あれから表情が丸出しになって、むしろ喜怒哀楽が激しいほうになって、いいなぁ、と思いつつ、
「悩みならなんでも聞くよ」
と答えると、志布志さんは前の席に座ってこっちを向き、少し小さな声で喋り出した。
「隣のクラスの岩本くんが、どうやらイジメられているみたいだから、ちょっと調査して、場合によっては解決してほしいの」
隣のクラスの岩本くん、って、誰だ……と小首を傾げていると佐藤さんが、
「あーしに任せて、浮気調査ってヤツねっ」
「全然違うだろ」
と軽くツッコんだんだけども、志布志さんはちょっとムスッとするだけで、ウケてないじゃん、と思った。

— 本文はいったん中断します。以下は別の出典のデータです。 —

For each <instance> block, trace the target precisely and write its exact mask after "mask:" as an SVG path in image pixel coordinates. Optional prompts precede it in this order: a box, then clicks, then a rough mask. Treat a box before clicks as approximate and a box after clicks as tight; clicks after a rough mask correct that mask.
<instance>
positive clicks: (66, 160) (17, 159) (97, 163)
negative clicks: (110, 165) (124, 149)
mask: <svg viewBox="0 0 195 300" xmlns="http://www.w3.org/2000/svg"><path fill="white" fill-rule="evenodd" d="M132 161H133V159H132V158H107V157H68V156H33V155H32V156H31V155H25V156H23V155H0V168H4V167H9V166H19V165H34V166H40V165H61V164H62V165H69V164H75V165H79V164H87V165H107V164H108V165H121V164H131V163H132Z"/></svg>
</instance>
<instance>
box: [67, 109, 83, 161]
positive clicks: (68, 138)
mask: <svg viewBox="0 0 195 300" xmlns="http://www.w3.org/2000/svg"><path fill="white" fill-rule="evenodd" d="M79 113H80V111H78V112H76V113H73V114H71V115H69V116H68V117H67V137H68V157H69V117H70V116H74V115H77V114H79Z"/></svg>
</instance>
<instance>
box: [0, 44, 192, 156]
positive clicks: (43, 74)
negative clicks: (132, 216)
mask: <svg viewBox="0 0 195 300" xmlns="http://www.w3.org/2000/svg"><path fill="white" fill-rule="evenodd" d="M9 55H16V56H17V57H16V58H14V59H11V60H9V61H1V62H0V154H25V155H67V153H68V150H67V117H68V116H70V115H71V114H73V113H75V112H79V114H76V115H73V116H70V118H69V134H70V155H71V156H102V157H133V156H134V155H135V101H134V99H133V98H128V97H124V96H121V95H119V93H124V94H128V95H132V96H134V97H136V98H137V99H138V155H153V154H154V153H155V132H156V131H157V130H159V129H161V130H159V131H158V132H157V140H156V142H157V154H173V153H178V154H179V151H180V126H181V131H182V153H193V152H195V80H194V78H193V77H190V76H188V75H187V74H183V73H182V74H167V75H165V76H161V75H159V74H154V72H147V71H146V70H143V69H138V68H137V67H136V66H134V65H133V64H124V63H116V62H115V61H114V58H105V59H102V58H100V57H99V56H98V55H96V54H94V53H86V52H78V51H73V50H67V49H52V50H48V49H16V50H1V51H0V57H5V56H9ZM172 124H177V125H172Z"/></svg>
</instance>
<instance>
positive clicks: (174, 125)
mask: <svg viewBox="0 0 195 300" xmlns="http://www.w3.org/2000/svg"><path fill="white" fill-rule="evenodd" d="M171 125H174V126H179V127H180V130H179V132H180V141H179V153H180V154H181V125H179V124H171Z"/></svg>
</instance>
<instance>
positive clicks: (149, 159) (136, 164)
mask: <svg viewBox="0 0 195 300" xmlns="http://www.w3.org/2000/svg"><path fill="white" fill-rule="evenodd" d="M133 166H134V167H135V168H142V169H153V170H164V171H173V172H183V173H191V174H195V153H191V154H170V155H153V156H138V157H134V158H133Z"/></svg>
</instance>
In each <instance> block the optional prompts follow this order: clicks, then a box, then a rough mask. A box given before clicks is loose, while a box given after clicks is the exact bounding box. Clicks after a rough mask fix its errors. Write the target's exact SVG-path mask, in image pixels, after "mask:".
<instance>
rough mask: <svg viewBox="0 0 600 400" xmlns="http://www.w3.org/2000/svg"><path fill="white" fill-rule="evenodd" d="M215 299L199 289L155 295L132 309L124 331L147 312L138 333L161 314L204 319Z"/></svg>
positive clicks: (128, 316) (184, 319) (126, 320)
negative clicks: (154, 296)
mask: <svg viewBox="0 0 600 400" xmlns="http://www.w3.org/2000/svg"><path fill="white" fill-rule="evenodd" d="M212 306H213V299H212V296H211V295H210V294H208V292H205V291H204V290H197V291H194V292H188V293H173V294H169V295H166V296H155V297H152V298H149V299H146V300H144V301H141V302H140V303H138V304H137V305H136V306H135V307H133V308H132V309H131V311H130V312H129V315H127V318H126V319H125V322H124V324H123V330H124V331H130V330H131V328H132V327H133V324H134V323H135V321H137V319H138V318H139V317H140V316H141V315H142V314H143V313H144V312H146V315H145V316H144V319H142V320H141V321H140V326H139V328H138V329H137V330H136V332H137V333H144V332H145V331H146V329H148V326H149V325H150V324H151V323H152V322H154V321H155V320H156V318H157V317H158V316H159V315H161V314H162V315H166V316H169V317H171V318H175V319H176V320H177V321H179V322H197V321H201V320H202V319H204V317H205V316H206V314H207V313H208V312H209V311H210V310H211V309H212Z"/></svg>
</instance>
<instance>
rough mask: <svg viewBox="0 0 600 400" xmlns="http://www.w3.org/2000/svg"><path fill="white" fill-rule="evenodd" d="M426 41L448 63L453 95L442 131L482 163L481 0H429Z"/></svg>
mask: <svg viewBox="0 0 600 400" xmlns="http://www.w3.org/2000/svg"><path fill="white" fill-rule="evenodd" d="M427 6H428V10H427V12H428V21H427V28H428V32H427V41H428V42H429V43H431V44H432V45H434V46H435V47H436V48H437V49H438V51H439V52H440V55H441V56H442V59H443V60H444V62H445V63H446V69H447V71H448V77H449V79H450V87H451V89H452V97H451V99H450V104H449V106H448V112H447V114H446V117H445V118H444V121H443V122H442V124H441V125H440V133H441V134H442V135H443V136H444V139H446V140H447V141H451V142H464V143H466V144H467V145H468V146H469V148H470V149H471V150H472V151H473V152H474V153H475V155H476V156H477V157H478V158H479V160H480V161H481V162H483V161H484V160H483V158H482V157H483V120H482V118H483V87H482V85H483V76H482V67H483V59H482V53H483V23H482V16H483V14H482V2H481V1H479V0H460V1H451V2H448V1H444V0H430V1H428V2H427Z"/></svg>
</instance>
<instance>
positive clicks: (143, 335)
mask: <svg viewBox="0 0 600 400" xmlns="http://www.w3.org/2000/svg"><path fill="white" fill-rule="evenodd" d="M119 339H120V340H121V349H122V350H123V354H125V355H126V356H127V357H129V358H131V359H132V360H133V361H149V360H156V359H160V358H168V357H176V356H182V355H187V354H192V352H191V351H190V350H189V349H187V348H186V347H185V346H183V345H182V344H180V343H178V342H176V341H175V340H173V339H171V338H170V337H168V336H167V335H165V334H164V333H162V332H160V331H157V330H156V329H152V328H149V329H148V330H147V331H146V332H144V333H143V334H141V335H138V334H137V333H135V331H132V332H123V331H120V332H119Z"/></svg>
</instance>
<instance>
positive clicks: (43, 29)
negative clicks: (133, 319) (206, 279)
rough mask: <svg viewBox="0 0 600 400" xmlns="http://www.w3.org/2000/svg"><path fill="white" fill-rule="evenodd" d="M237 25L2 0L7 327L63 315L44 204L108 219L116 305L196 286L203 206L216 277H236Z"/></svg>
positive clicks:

そういうボケをする時はウケるんだよ、というか特に今回はイジメ調査なんだから真面目にやれよ、とは思ってしまった。
志布志さんとは一旦離れて、佐藤さんが、
「滑るのきちぃ」
と言って、いやここは、と思って、
「イジメ調査なんだから真面目にやらないとダメだろ」
「確かに、それ考えて無かったし、完全にミスったわ」
「ミスり過ぎだろ」
と軽く叱るように言ってから、
「じゃああれだ、俺はコミュ障だから本当にイジメられているかどうかの調査、よろしく頼むわ」
「偉そうに言うことじゃないし。クソコミュ」
「障害をちゃんと言え、それだとコミュニケーション方法がクソなヤツだから」
「そうだねぇ、ヤバイ日記を送ってコミュニケーションしてるヤツになっちゃうねぇ」
とイジワルそうな瞳でそう言った佐藤さん。
「じゃあ俺だから合ってるわ」
と言うしかなかった。でももうそんな自尊心も削られないし、そういうもんだろみたいな慣れが既にある。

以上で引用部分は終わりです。